Each study was scored for quality by the primary author and a second obstetrician with the use of the Newcastle-Ottawa Quality Assessment scale. Data that were collected from each study included first author, study design, publication year, control group definition, gestational age at birth of subjects, neonatal outcomes that were measured, number of subjects in the study and control group, other tocolytics that were used, neonatal birthweight and gender, and the administration of steroids for fetal lung maturity. Raw data were extracted by the primary author using 2 × 2 tables for each neonatal outcome that was measured in the antenatal indomethacin exposure group and in the comparison group. Two other independent researchers then confirmed these data.

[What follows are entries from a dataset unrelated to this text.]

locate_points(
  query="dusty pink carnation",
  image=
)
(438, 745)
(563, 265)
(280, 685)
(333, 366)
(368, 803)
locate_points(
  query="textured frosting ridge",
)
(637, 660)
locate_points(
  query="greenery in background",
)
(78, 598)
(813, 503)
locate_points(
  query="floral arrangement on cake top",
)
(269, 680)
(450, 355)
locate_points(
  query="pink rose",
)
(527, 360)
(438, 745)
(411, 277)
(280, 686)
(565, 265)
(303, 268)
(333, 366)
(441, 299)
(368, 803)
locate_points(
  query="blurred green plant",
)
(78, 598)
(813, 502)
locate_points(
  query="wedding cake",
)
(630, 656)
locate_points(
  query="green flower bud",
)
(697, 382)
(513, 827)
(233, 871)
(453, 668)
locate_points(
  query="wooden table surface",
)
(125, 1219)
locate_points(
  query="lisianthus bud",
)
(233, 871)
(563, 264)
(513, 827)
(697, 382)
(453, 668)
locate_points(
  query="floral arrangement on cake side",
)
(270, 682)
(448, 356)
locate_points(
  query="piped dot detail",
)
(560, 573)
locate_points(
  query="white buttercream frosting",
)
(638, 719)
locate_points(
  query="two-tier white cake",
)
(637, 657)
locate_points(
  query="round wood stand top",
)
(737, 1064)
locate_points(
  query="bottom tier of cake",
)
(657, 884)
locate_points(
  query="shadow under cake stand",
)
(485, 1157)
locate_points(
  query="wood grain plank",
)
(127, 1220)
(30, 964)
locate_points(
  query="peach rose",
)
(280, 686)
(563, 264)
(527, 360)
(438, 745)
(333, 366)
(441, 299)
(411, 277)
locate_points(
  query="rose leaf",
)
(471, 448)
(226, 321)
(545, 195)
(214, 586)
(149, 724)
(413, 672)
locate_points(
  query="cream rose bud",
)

Metaanalyses were performed for each neonatal outcome with a Stata statistical software package (version 11.0; Stata Corp, College Station, TX). Relative risk (RR) for each outcome and 95% confidence intervals (CI) were calculated for the antenatal indomethacin-exposed group compared with the no-exposure comparison group for dichotomous outcomes. Estimates of RR were calculated with fixed-effects (Mantel-Haenszel) and random-effects (DerSimonian and Laird) models. Random effects models were used whenever there was evidence of heterogeneity ( P < .10). The null hypothesis underlying the overall test of association was that the overall RR was equal to 1. Publication bias was evaluated with the Egger test and by inspection of funnel plots, which plot RR against study sample size. When biases and heterogeneity are absent, the variation in the estimated effect decreases with increasing sample size, and the plot resembles a symmetric funnel. Asymmetric funnel plots are caused by small trials that report greater effects than larger trials, which suggests publication or other biases.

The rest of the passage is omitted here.